Last week, one of our Glassfish instances stopped responding. The process was running, but no longer handling requests. The good news is that the load balancer automatically failed over so there was no downtime to the site. The bad news is that we didn’t receive any direct notification of the failure. We have monitoring on the box, but it is primarily at a system-level. In this case, everything was fine with the system, it was just the JVM that was having issues. And the problem wasn’t load per se, more lack thereof. Looking at the Ganglia graphs, the only thing suspicious was the absence of activity.
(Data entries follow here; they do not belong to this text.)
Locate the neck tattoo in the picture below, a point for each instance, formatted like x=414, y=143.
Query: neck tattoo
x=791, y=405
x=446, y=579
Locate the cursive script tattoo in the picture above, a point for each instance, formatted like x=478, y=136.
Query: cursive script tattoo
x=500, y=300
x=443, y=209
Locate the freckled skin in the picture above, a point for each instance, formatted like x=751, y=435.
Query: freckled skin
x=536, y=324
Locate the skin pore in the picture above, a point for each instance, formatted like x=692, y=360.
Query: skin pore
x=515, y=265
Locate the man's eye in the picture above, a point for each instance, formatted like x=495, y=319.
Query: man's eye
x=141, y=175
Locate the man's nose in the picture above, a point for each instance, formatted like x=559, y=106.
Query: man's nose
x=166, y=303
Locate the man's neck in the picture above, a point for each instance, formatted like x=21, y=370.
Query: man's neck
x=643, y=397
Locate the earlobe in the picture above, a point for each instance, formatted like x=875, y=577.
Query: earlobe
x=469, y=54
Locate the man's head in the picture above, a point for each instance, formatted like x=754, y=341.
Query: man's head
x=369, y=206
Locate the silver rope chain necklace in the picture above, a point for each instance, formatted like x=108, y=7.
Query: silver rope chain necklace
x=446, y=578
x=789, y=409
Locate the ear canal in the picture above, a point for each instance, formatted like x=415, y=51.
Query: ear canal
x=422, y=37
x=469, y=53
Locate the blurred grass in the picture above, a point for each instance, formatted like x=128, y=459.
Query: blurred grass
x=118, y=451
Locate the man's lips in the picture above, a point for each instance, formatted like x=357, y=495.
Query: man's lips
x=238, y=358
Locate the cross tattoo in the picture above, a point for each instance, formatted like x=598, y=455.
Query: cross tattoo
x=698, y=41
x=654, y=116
To rectify the situation, we brought the application server up and down a few times and tried redeploying the application, but still no dice. We had previously seen occasions where Glassfish had become corrupted, so the next action was to rebuild the instance. One nice feature of Glassfish is that it is quite scriptable and we fleshed out our script for rebuilding a production instance. Strangely, rebuilding the application server didn’t seem to help. The clean instance would run for a while and then just lock up. It seemed to do this non-deterministically.
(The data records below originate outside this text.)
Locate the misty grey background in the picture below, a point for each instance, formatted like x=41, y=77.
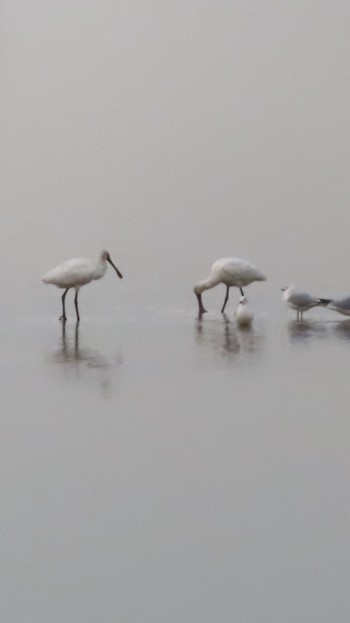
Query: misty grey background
x=156, y=468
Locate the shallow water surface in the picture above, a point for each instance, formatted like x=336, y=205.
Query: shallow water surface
x=161, y=467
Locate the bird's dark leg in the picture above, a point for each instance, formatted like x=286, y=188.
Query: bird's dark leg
x=226, y=299
x=76, y=304
x=64, y=317
x=201, y=307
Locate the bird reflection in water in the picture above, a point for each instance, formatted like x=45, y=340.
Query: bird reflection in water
x=75, y=357
x=342, y=330
x=303, y=330
x=225, y=337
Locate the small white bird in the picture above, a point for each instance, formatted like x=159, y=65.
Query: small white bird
x=244, y=315
x=341, y=305
x=301, y=301
x=232, y=272
x=77, y=273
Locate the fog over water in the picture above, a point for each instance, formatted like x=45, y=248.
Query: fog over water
x=156, y=466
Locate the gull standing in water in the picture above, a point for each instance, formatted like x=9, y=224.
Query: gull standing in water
x=232, y=272
x=77, y=273
x=341, y=305
x=244, y=315
x=301, y=301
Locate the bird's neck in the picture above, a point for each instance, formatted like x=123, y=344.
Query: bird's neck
x=206, y=284
x=101, y=268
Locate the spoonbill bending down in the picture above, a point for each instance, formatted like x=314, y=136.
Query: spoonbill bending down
x=244, y=315
x=230, y=271
x=301, y=301
x=77, y=273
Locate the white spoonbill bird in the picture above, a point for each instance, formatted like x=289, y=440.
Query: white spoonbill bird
x=232, y=272
x=244, y=315
x=301, y=301
x=77, y=273
x=341, y=305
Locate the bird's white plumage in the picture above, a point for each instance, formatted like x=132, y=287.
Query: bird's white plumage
x=232, y=272
x=342, y=306
x=244, y=314
x=301, y=301
x=77, y=273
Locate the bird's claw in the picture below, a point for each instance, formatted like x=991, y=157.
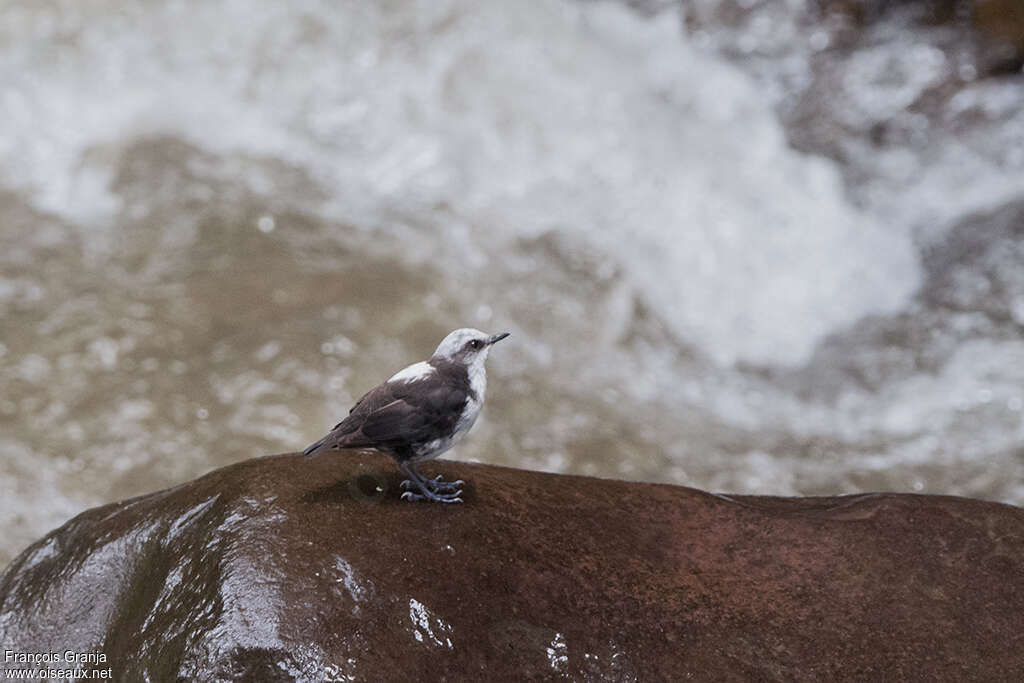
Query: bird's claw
x=436, y=498
x=435, y=484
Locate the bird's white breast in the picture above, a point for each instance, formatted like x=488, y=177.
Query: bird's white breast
x=417, y=371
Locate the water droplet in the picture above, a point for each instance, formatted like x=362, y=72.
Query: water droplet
x=266, y=224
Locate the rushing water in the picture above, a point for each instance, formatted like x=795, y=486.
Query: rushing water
x=763, y=250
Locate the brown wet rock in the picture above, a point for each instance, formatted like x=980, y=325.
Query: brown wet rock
x=287, y=568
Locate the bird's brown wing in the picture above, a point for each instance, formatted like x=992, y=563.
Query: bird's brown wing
x=396, y=415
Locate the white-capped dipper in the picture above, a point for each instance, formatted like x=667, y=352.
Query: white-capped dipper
x=421, y=412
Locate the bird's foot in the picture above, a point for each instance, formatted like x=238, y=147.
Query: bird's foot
x=427, y=495
x=436, y=484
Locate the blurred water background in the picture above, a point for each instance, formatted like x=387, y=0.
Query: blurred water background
x=755, y=246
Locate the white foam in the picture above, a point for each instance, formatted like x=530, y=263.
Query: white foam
x=523, y=118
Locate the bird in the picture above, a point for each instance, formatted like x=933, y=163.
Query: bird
x=421, y=412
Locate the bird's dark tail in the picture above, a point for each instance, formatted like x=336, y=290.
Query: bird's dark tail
x=313, y=449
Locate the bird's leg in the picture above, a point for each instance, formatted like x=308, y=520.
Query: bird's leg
x=429, y=489
x=438, y=484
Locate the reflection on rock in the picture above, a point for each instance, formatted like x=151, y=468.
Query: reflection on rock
x=282, y=568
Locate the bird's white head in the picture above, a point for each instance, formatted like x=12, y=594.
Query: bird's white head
x=467, y=346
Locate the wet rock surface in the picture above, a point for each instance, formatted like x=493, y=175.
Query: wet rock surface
x=286, y=568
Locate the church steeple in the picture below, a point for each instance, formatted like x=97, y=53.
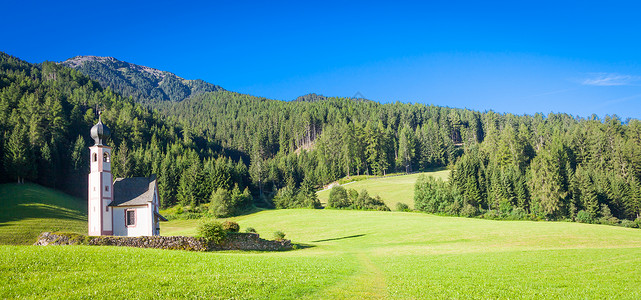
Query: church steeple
x=100, y=183
x=99, y=132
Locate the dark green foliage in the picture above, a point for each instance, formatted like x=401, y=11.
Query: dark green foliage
x=365, y=202
x=46, y=112
x=551, y=168
x=545, y=167
x=225, y=203
x=338, y=198
x=279, y=235
x=402, y=207
x=231, y=226
x=212, y=231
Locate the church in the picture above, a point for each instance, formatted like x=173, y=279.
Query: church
x=121, y=207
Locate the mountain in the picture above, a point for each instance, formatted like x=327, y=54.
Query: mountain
x=142, y=83
x=312, y=97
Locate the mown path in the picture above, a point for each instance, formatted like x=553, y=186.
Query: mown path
x=368, y=283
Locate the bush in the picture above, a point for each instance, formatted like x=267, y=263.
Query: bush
x=402, y=207
x=231, y=226
x=517, y=213
x=338, y=198
x=629, y=224
x=584, y=217
x=279, y=235
x=469, y=211
x=212, y=231
x=225, y=203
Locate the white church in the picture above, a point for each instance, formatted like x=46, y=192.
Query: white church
x=121, y=207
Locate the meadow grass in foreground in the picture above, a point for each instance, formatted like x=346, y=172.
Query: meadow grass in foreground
x=353, y=254
x=29, y=209
x=391, y=189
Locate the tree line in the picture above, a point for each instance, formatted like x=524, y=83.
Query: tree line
x=555, y=167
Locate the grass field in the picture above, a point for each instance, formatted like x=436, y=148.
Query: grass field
x=352, y=254
x=29, y=209
x=391, y=189
x=349, y=254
We were feeling really stumped. As a last resort, we decided to reboot the server. This is something that I would have considered earlier if it was a Windows box, but this was a Linux server that had been up and running reliably since we first commissioned it 7 months earlier. Also this seemed to be a JVM issue and the JVM process was being brought up and down with each application server restart. Fortunately, rebooting seemed to do the trick. There must have been some malignant process or OS lock that was interfering with the JVM, but it wasn’t clear what was the cause.

Unfortunately this wasn’t the end of our problems. When we decided to rebuild Glassfish, we had opted to upgrade from V2ur2 to 2.1. Many of us had been running Glassfish 2.1 in development and it seemed more reliable than the V2ur2 release. Besides, it was just a minor point upgrade. When we went to reconnect our remote clients with the rebuilt server, they started throwing SerializationExceptions on a Sun library OrderedSet class. The IIOP/CORBA communication protocol uses binary serialization to transmit objects for remote JNDI lookups as part of the JMS handshake. Some genius on the project had decided to upgrade a key library as part of a point release that broke backwards compatibility for standard JMS clients. Nice.

Buried in the Glassfish 2.1 upgrade guide, the Application Client Interoperability section states:

You cannot run application clients with one version of the application server runtime with a server that has a different version. Most often, this would happen if you upgraded the server but had not upgraded all the application client installations. You can use the Java Web Start support to distribute and launch the application client. If the runtime on the server has changed since the end-user last used the application client, Java Web Start automatically retrieves the updated runtime. Java Web Start enables you to keep the clients and servers synchronized and using the same runtime.

WTF!?! What kind of an upgrade process is this? Upgrading the application server requires simultaneously upgrading all clients? Ain’t gonna happen. It’s essentially guaranteeing version lock down. And recommending Java web start is fine for distributed client applications, not for long-running autonomous processes.

Anyway, downgrading Glassfish back to v2ur2 resolved the connectivity problem. The v2.1 compatibility problem exposed the deeper issue: that JMS, at least the default CORBA implementation, is a tightly coupled train-wreck waiting to happen, especially with Sun’s cavalier attitude toward upgrades. It’s time to pursue alternate communication protocols built on open standards like, say, XMPP.